Many Jewish federation leaders were in Israel on 9/11 on a solidarity mission:

“The irony is that my wife and everybody else were nervous about me coming to Israel, and now I can’t find out if everyone’s OK,” said Peter May, a Manhattan resident who chairs UJA-Federation of Greater New York’s 2002 campaign.

The 500 UJC mission participants — including a significant contingent from New York’s federation — arrived in Israel on Monday night for a three-day mission to express solidarity with Israel.

“Our primary purpose is to be with our family,” Morris Offit, chairman of the board of New York federation, said on Monday night. “People are living here where every day is a crisis and we want to have a feeling for what they’re going through.”

On Tuesday, they endured a quintessentially Israeli experience, as they scrambled to make sure loved ones hadn’t been affected by the attacks.

Most people couldn’t get through to their homes and offices and didn’t have access to e-mail at the hotel.
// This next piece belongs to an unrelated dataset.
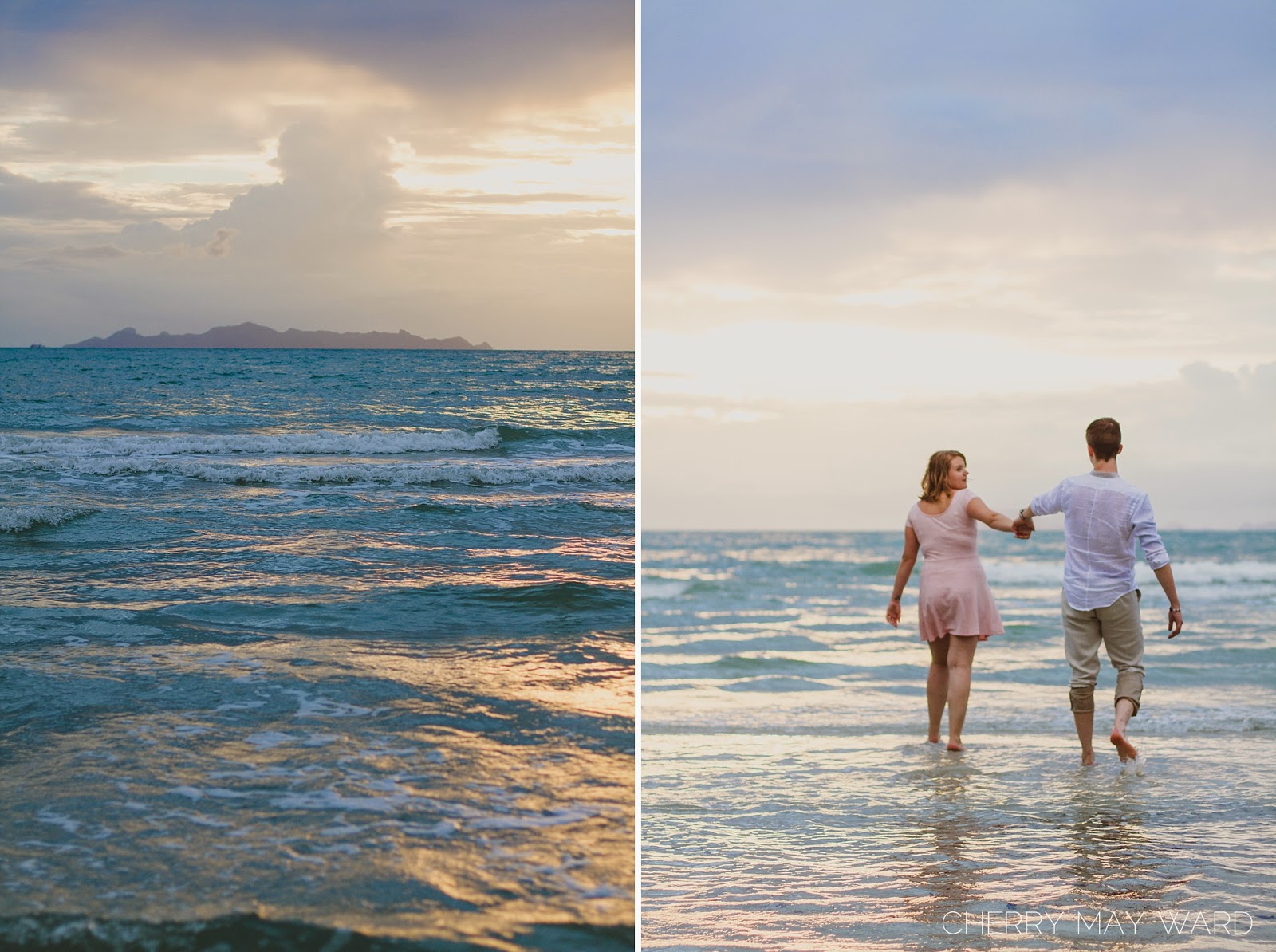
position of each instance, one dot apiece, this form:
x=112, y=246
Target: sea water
x=790, y=798
x=316, y=648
They stood on line at phone booths, hoping a regular phone line would work better than rented cell phones.

The attacks sparked special trauma among Holocaust survivors. Fred Gompertz, who lived just yards away from the World Trade Center, said the 9/11 attacks “brought back memories of hiding upstairs on Nov. 9, 1938, while Nazi thugs destroyed his father’s clothing store on Kristallnacht.”
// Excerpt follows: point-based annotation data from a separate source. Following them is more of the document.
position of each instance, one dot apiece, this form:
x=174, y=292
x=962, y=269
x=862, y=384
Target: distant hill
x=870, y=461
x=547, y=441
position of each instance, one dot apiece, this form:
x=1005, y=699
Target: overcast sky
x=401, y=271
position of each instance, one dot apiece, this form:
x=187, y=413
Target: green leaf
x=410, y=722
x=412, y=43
Instead of evacuating on Sept. 11, “the 77- year-old retired fashion designer froze instead, sitting alone in his dark apartment for two days until his son was able to rescue him.”

Other survivors also told tales of being traumatized:

“When there is a repetition of an experience of annihilation, for Holocaust survivors it brings back all their terrible nightmares of what they’d experienced,” said Eva Fogelman, a psychologist whose practice includes Holocaust survivors and children of survivors.

“It brings back their vulnerability,” Fogelman said. “It brings back the fact that there is no secure place on this planet, so it creates a lot of anxiety and tremendous fears that make it difficult to have restful sleep.”

With the massive death toll in which bodies cannot be located and the acrid smoke permeating the air for days, the Sept. 11 attacks have special resonance for Holocaust survivors. Fogelman calls it “deja vu of the world they’d thought they’d left behind.”

Later, JTA tracked down another Holocaust survivor, Julia Millman,who lost her 40-year-old son in the attack:

“I have seen it. I know what it’s all about,” said the 76-year-old survivor of Auschwitz, Buchenwald and Bergen- Belsen.
In addition to losing her 40-year-old son Ben in the terror attack on the World Trade Center — he was a construction worker on the 101st floor of Tower One — Millman said the death and devastation revived gut-wrenching memories of her family’s murder in the Holocaust.

As a young girl, Millman was forced to tie a rope around her dead mother’s neck and drag her gassed body to a heap of other victims.

Now those old feelings of motherlessness and abandonment have returned.